Elongate animals and robots use undulatory body waves to locomote through diverse environments. Geometric mechanics provides a framework to model and optimize such systems in highly damped environments, connecting a prescribed shape change pattern (gait) with locomotion displacement. However, existing approaches assume precise execution of prescribed gaits, whereas in practice environmental interactions with compliant bodies of animals or robots frequently perturb the realized trajectories. In this work, we extend geometric mechanics to predict locomotor performance and search for optimal swimming strategy of compliant undulators. We introduce a compliant extension of Purcell's three-link swimmer by incorporating series-connected springs at the joints. Body dynamics are derived with resistive force theory. Geometric mechanics is incorporated into movement prediction and into an optimization framework that identifies strategies for controlling compliant swimmers to achieve maximal displacement.
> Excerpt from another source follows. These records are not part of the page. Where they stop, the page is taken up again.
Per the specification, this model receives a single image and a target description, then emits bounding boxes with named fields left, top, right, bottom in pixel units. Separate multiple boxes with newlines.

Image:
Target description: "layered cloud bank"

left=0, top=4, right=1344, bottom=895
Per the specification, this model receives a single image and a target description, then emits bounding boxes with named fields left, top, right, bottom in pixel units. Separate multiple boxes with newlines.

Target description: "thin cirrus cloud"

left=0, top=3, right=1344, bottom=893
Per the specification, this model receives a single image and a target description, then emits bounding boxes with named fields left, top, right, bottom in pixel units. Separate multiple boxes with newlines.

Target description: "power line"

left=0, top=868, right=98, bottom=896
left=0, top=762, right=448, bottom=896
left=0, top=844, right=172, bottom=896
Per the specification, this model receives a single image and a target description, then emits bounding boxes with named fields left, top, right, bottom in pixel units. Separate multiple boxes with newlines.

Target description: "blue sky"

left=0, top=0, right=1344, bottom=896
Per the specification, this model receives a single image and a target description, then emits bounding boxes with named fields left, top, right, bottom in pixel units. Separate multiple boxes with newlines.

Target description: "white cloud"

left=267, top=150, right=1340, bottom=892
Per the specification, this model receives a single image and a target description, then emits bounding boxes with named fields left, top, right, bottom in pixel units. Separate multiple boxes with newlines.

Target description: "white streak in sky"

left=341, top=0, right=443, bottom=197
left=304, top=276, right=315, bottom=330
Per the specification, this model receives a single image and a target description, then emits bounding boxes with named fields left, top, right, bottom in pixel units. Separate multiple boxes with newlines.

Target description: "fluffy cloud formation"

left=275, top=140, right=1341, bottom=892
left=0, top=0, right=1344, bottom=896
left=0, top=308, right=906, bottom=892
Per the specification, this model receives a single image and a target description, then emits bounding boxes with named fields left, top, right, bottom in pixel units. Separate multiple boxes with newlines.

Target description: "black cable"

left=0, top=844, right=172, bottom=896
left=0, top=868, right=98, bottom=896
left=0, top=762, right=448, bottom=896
We validate our framework on a physical cable-driven three-link limbless robot, and demonstrate accurate prediction and optimization of locomotor performance under varied programmed, state-dependent compliance in a granular medium. Our results establish a systematic physics-based approach for modeling and controlling compliant swimming locomotion, highlighting compliance as a design feature that can be exploited for robust movement in homogeneous and heterogeneous environments.